Vermette, who worked on the series with Mary F. Perelli, GIS lab supervisor in geography and planning, said he wanted to present ideas that are useful to the campus community. For instance, if you’re a hiker, being able to read a topographical map and a compass are useful skills to have.

“It’s something you can throw in your hip pocket, and it might help you out somewhere down the line,” he said.

The activities could also be useful for students in their future careers, Vermette said.

“They might have a boss, when working for an environmental company, who needs to sample groundwater, and they’ll be able to think back to the experience they had doing it here,” he said.

Two guest speakers will be involved in the activities: Mary MacSwan, coordinator of the Western New York Stormwater Coalition, will discuss sewer mapping in Erie County, and Todd Santos, a meteorologist at WIVB-TV Channel 4, will talk about the tools of weather forecasting and climatology.

The concept of multiple intelligences—the idea that people learn in different ways—influenced how the series came together, Vermette said. Some people may learn by listening to a lecture on monitoring a groundwater well, but those who learn from doing things firsthand will now have that opportunity.

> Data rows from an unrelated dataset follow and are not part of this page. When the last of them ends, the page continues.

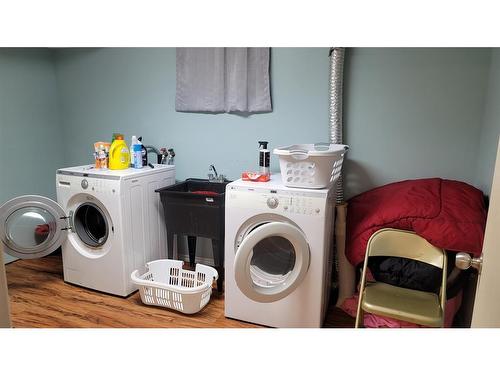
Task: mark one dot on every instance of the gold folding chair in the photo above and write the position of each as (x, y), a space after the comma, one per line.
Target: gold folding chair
(409, 305)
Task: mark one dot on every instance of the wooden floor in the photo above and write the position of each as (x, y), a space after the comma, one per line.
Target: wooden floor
(40, 298)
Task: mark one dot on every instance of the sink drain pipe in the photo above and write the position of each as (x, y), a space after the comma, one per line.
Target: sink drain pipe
(345, 271)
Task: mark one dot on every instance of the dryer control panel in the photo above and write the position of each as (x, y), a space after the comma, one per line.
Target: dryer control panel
(281, 202)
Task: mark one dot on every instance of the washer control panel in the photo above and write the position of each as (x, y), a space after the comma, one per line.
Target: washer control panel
(284, 202)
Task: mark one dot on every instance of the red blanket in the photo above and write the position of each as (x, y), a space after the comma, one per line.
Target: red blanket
(449, 214)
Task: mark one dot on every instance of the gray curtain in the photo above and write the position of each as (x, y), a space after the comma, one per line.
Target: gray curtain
(223, 80)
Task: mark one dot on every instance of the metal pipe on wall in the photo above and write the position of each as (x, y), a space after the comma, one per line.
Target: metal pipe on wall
(345, 271)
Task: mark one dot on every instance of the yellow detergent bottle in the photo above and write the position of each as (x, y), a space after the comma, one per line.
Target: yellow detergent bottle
(119, 154)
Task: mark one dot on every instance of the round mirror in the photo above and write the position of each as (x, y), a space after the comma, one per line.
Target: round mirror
(29, 227)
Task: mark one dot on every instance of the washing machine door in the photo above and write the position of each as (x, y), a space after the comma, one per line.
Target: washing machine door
(271, 261)
(32, 226)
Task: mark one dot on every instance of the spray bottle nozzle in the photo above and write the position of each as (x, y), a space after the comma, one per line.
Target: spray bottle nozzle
(263, 144)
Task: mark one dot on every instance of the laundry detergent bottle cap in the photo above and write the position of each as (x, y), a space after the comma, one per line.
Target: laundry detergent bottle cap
(119, 154)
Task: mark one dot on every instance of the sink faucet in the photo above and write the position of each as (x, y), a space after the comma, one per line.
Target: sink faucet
(215, 177)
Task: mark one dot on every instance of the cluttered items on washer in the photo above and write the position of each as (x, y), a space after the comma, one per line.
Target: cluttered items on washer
(167, 284)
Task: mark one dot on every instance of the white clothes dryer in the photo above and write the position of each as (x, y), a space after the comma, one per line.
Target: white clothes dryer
(107, 222)
(278, 253)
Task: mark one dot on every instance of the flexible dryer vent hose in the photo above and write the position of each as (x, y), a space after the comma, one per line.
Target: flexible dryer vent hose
(345, 271)
(336, 90)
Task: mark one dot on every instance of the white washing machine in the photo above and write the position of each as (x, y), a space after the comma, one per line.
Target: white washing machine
(278, 253)
(108, 223)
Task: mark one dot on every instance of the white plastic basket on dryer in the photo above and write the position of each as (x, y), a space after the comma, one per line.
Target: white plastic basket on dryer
(167, 284)
(311, 166)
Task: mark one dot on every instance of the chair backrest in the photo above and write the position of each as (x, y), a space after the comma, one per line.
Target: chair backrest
(404, 244)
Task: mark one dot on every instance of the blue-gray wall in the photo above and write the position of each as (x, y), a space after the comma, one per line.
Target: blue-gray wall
(490, 127)
(30, 132)
(132, 90)
(412, 113)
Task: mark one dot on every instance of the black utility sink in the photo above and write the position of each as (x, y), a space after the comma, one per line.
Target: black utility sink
(195, 208)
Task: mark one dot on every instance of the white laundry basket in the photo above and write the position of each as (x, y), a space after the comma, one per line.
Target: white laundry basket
(311, 166)
(166, 284)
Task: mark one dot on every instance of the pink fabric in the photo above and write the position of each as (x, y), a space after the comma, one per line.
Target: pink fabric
(350, 306)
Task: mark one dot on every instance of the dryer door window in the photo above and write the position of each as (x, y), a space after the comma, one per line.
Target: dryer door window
(90, 224)
(271, 261)
(32, 226)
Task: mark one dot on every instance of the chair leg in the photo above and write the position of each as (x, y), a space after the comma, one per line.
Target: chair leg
(360, 316)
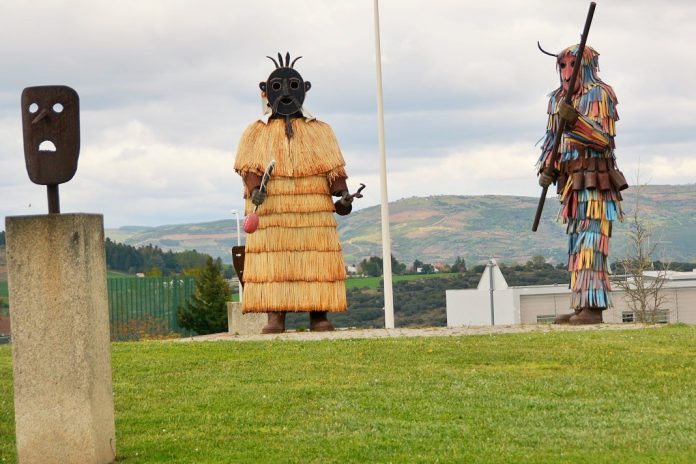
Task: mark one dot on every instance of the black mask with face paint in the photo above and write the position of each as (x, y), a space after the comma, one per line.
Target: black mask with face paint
(285, 90)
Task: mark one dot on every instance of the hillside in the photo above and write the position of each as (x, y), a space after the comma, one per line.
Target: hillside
(3, 263)
(439, 228)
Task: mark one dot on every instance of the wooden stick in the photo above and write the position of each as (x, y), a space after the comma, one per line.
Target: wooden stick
(561, 124)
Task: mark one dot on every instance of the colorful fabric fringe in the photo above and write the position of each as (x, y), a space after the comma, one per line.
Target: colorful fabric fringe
(294, 260)
(587, 212)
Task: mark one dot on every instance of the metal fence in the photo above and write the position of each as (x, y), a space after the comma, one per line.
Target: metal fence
(146, 307)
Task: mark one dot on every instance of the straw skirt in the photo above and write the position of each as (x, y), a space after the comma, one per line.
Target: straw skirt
(294, 260)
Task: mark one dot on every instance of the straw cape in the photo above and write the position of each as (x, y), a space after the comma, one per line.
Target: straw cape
(294, 260)
(587, 151)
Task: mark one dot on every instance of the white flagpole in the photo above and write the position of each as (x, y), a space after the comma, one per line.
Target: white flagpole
(386, 240)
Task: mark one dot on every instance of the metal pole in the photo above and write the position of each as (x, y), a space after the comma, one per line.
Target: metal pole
(239, 243)
(386, 239)
(490, 280)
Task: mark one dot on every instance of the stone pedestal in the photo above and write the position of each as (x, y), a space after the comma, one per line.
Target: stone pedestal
(61, 352)
(244, 324)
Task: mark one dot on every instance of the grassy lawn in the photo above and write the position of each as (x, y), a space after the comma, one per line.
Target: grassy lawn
(589, 397)
(373, 282)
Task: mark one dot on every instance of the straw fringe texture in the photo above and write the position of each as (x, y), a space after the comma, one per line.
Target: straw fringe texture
(294, 296)
(286, 266)
(308, 203)
(298, 186)
(294, 239)
(293, 260)
(319, 219)
(312, 150)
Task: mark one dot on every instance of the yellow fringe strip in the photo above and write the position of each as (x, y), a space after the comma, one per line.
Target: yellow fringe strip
(284, 266)
(319, 219)
(298, 185)
(309, 203)
(293, 239)
(312, 150)
(294, 296)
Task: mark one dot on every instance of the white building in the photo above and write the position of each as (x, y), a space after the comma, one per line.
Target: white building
(493, 302)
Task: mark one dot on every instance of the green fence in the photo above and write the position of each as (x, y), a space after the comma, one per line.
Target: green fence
(145, 307)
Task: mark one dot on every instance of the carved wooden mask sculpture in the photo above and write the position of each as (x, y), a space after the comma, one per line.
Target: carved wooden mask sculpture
(51, 124)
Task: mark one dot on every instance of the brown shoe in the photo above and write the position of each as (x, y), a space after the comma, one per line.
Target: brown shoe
(318, 322)
(563, 318)
(276, 323)
(587, 316)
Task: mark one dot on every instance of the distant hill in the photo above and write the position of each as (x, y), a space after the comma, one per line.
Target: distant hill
(3, 263)
(440, 228)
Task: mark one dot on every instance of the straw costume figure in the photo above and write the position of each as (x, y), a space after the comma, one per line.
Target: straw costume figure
(587, 179)
(293, 261)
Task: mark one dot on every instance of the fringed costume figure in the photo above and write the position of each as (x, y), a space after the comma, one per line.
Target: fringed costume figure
(293, 261)
(587, 179)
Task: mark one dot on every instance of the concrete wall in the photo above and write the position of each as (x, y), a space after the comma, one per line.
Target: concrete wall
(61, 351)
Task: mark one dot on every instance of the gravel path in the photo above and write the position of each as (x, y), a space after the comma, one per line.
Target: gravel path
(343, 334)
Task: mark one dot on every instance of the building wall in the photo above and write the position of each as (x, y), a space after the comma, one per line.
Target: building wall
(530, 305)
(680, 306)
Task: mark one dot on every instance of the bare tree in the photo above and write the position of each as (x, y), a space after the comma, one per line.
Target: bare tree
(644, 293)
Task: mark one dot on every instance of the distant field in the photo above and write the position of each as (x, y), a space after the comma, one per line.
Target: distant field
(118, 274)
(373, 282)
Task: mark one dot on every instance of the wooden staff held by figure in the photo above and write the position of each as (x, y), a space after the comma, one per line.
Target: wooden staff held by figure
(251, 223)
(550, 169)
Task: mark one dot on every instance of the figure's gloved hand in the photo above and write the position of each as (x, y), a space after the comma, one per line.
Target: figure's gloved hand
(258, 197)
(346, 198)
(547, 177)
(568, 113)
(344, 205)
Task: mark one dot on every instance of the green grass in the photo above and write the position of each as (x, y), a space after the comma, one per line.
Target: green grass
(586, 397)
(373, 282)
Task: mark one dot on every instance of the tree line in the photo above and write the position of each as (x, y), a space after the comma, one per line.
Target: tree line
(151, 259)
(374, 267)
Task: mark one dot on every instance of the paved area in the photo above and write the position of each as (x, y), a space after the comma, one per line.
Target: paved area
(414, 332)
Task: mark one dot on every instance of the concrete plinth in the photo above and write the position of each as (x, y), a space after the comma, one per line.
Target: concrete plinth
(64, 411)
(244, 324)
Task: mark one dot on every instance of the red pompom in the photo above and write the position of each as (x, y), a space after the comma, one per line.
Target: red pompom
(251, 223)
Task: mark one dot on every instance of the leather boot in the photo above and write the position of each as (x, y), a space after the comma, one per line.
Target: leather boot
(318, 322)
(563, 318)
(587, 316)
(276, 323)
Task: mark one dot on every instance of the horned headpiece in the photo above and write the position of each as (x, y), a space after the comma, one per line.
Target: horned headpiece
(285, 90)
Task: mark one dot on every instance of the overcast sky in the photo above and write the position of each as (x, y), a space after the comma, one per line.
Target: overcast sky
(167, 87)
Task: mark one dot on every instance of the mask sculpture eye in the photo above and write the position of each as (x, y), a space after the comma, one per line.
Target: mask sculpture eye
(51, 127)
(285, 90)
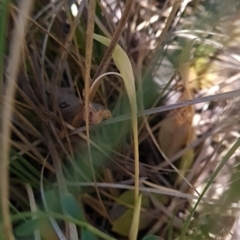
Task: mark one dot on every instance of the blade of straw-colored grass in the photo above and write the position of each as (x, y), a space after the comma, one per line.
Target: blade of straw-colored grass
(136, 218)
(124, 66)
(88, 59)
(111, 46)
(15, 50)
(214, 175)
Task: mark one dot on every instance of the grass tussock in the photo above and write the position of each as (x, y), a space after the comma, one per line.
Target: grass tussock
(119, 120)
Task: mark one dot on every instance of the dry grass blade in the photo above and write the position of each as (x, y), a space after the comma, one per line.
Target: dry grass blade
(124, 65)
(121, 25)
(16, 45)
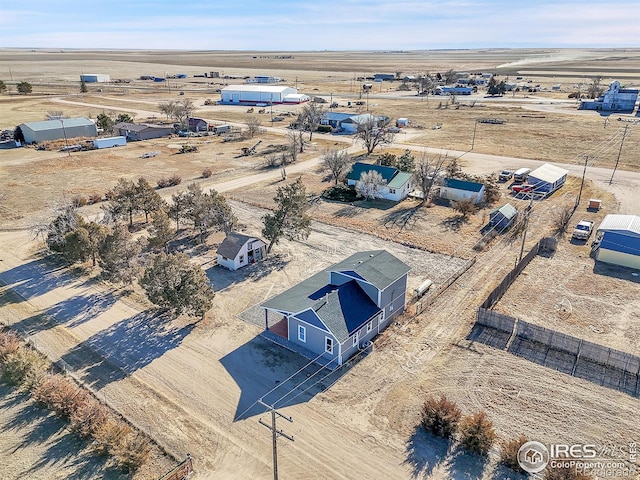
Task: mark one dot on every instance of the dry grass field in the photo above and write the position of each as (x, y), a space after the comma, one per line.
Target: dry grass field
(185, 383)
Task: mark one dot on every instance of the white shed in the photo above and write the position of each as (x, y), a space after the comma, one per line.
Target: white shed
(238, 250)
(253, 94)
(457, 190)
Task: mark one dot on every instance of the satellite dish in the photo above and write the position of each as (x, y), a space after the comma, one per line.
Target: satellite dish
(564, 308)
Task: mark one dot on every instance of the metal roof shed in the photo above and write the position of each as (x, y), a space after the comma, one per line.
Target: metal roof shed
(619, 240)
(548, 178)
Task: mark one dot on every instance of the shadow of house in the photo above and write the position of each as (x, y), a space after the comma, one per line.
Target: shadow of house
(425, 452)
(36, 278)
(124, 348)
(275, 376)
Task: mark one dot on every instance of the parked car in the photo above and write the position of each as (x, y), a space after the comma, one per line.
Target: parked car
(583, 230)
(505, 175)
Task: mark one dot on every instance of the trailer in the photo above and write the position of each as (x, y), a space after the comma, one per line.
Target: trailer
(109, 142)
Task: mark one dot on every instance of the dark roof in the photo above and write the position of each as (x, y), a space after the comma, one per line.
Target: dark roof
(139, 127)
(345, 310)
(232, 244)
(377, 267)
(463, 184)
(359, 168)
(619, 242)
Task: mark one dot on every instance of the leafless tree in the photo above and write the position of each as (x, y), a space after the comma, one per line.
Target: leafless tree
(336, 162)
(370, 184)
(427, 172)
(372, 133)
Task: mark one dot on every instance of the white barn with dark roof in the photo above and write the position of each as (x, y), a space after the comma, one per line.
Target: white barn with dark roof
(331, 316)
(618, 240)
(238, 250)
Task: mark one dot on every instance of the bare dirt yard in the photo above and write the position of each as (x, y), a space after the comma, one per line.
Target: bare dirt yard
(194, 385)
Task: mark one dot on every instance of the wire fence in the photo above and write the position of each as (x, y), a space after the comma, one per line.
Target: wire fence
(567, 354)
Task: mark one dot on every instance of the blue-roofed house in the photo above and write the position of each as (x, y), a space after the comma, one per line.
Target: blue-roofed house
(398, 184)
(456, 190)
(330, 316)
(618, 240)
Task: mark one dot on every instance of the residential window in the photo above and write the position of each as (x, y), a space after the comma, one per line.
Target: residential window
(328, 345)
(302, 333)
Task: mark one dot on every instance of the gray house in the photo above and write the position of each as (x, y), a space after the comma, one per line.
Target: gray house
(331, 315)
(140, 131)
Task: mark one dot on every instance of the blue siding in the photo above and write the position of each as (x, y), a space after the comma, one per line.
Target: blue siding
(620, 243)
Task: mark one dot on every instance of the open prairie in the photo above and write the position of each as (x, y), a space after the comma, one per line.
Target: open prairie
(193, 386)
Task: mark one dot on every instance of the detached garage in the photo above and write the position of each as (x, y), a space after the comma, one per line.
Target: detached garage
(618, 241)
(547, 178)
(254, 94)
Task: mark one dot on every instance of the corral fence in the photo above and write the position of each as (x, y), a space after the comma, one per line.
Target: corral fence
(180, 472)
(571, 355)
(435, 293)
(567, 354)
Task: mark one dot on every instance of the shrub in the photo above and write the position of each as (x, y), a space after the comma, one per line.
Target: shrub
(9, 344)
(88, 418)
(440, 417)
(79, 201)
(509, 453)
(60, 394)
(132, 451)
(109, 435)
(24, 367)
(477, 434)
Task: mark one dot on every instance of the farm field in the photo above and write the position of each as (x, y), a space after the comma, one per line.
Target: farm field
(193, 385)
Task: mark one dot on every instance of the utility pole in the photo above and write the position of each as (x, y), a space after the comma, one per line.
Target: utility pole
(626, 127)
(584, 172)
(526, 227)
(473, 140)
(275, 433)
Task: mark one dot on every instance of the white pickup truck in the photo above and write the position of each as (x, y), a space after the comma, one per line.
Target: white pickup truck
(583, 230)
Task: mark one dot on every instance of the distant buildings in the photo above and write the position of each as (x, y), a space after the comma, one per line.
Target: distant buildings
(95, 77)
(616, 99)
(256, 94)
(48, 130)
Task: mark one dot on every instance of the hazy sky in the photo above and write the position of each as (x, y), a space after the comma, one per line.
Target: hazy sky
(318, 24)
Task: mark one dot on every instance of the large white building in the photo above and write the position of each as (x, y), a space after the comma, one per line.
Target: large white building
(253, 94)
(36, 132)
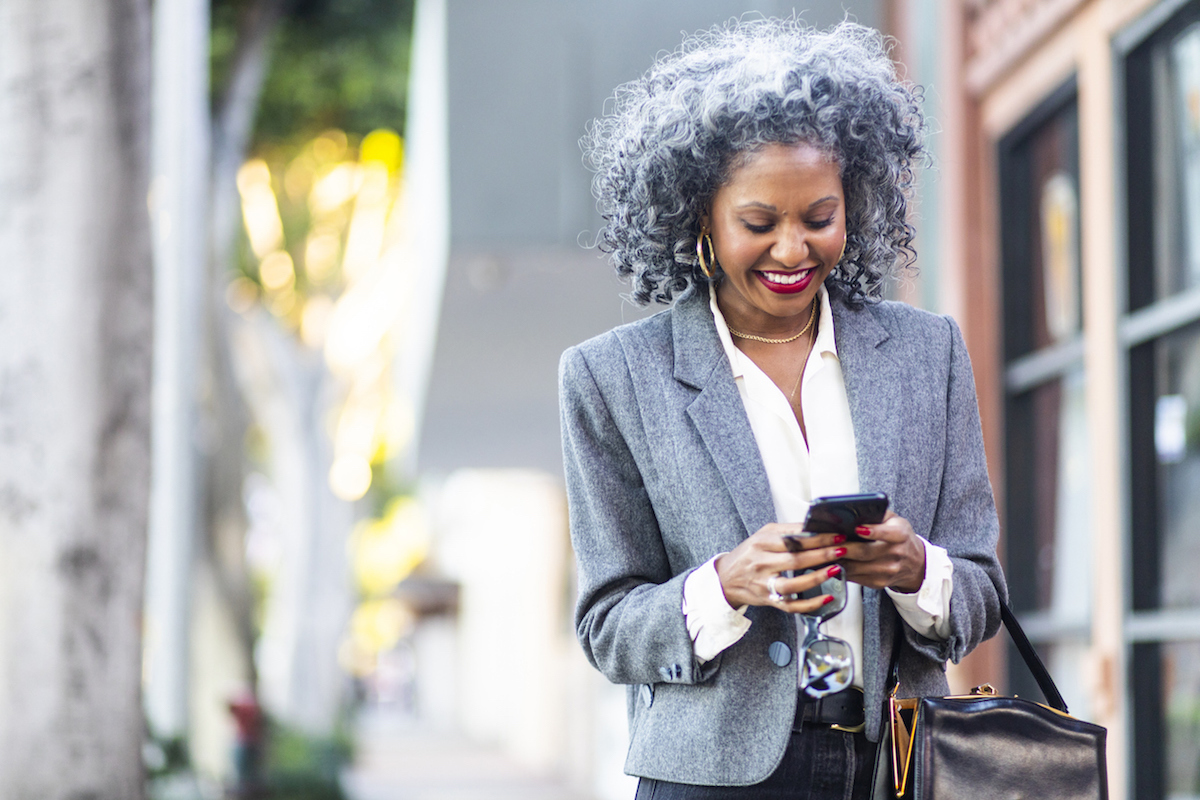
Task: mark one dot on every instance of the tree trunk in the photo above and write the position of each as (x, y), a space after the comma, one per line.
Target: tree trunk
(76, 302)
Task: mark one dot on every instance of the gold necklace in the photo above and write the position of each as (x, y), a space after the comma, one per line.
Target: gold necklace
(813, 317)
(804, 365)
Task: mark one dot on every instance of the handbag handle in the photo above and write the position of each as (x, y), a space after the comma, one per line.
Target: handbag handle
(1041, 674)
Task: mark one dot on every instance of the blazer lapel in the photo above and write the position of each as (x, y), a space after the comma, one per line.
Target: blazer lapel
(871, 374)
(718, 411)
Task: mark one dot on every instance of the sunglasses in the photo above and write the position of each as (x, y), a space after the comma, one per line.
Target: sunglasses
(828, 662)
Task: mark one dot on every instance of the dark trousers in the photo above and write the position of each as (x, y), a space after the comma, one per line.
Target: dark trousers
(819, 764)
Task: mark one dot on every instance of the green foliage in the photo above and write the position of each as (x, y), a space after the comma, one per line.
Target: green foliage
(300, 767)
(334, 64)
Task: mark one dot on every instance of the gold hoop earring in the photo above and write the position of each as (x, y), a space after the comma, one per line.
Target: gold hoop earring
(708, 270)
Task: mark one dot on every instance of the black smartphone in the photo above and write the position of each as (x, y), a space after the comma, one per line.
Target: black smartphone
(841, 515)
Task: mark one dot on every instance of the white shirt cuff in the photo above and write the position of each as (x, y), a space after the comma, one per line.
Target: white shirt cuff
(928, 609)
(712, 623)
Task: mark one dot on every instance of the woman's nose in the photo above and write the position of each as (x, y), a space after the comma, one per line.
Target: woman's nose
(792, 246)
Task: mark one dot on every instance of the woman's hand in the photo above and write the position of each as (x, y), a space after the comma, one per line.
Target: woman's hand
(893, 559)
(753, 569)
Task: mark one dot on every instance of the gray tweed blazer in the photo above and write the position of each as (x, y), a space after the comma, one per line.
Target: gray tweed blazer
(663, 473)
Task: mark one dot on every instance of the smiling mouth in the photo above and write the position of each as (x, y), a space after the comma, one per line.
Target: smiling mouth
(786, 282)
(786, 278)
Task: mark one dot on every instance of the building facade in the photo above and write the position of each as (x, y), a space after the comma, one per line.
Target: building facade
(1067, 242)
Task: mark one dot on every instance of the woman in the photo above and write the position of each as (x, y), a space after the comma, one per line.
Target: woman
(757, 179)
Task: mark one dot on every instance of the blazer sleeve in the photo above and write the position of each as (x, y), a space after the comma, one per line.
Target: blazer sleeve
(965, 521)
(629, 615)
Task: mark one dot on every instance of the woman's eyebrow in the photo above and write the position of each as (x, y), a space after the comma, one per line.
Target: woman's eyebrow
(767, 206)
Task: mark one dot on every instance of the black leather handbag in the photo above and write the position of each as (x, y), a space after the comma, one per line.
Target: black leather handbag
(984, 746)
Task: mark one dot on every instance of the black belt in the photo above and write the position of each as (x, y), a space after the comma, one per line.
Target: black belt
(843, 710)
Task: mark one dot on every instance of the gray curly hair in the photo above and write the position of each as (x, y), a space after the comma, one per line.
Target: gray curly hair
(676, 133)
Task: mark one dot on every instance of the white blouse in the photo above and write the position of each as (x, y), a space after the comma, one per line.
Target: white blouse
(798, 471)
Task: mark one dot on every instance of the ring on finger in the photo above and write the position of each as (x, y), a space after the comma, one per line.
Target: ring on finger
(772, 593)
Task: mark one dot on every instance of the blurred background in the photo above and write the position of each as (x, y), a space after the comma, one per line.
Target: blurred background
(285, 288)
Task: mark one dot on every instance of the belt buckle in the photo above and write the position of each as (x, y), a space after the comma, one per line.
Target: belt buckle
(853, 728)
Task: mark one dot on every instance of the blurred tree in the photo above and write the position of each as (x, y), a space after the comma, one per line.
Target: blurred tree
(282, 73)
(76, 307)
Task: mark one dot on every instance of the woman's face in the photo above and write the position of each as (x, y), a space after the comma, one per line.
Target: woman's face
(778, 227)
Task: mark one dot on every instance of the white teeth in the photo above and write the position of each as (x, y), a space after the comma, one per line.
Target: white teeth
(785, 280)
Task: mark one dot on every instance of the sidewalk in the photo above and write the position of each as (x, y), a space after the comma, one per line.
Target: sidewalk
(399, 759)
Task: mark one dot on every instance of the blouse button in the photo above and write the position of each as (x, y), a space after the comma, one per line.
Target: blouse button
(780, 654)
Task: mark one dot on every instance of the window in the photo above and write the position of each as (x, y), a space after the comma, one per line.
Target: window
(1161, 334)
(1047, 507)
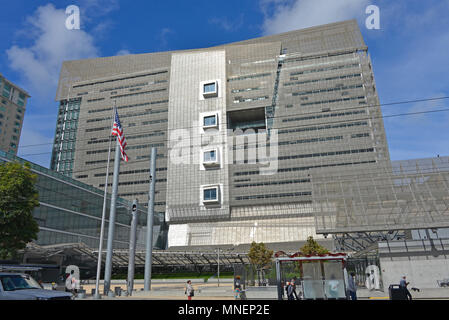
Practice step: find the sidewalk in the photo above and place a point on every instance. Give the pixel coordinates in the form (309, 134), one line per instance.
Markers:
(164, 290)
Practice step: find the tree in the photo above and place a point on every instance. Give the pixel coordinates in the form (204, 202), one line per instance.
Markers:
(312, 247)
(18, 198)
(260, 257)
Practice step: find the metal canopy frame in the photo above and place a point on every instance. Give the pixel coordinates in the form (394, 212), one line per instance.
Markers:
(362, 205)
(120, 257)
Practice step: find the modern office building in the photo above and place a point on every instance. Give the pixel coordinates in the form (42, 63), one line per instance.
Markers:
(13, 100)
(70, 212)
(239, 128)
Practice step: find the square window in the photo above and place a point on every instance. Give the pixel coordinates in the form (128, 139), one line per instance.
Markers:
(210, 156)
(210, 194)
(210, 88)
(210, 121)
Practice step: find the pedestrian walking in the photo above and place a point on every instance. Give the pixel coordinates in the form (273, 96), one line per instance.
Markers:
(290, 289)
(70, 283)
(352, 286)
(293, 284)
(189, 290)
(403, 285)
(237, 288)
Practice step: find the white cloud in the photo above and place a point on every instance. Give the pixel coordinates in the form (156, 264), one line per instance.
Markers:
(123, 52)
(227, 25)
(282, 16)
(39, 64)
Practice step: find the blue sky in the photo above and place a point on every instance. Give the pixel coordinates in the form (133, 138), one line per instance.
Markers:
(409, 52)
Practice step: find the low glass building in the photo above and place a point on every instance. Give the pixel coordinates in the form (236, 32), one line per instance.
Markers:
(70, 212)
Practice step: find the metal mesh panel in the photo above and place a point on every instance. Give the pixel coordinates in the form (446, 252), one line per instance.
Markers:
(409, 194)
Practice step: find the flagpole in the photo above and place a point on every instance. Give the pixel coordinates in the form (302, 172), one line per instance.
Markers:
(100, 248)
(108, 264)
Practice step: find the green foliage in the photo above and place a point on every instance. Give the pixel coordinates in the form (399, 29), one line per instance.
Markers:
(259, 255)
(312, 247)
(18, 198)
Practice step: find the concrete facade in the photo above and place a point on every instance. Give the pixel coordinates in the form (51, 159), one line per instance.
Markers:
(13, 101)
(280, 106)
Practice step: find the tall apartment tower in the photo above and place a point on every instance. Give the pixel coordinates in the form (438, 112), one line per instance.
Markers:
(240, 128)
(13, 100)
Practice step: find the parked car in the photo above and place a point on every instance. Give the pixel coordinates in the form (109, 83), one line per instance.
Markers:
(20, 286)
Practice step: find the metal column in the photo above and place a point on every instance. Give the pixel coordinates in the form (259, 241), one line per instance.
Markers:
(108, 265)
(132, 248)
(150, 217)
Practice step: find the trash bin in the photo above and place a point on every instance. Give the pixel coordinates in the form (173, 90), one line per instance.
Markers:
(396, 292)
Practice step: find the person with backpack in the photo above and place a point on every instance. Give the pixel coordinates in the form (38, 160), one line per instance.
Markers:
(70, 283)
(237, 287)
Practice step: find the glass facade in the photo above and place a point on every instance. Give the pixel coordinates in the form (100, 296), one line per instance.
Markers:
(70, 212)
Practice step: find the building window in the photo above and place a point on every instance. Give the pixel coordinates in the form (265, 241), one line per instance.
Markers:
(210, 89)
(210, 121)
(210, 195)
(210, 158)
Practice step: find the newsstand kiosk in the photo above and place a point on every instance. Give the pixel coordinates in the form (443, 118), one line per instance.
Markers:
(317, 277)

“That’s one of the purposes of the applied aspect,” he said. “We’ve been sitting for a long time in front of a screen, watching boxes and people, and this is actually getting out and doing something and getting your hands dirty. That’s what we want to do with these. It’s the idea of working a piece of equipment, a technique that someone may use or a skill someone might have to pass on. It may be part of a course that we offer, but maybe just a small, little piece that would be useful for a person.”

Vermette is hoping other disciplines develop similar programs. If it’s successful, he already has activities in mind for the spring semester.

“I’ve been on campus for over 25 years, and Bengal Pause has always been part of the campus experience,” he said. “I think that whoever thought that up years ago, that was a great idea. So we thought we would take advantage of Bengal Pause to do this, and hopefully continue doing it in the future.”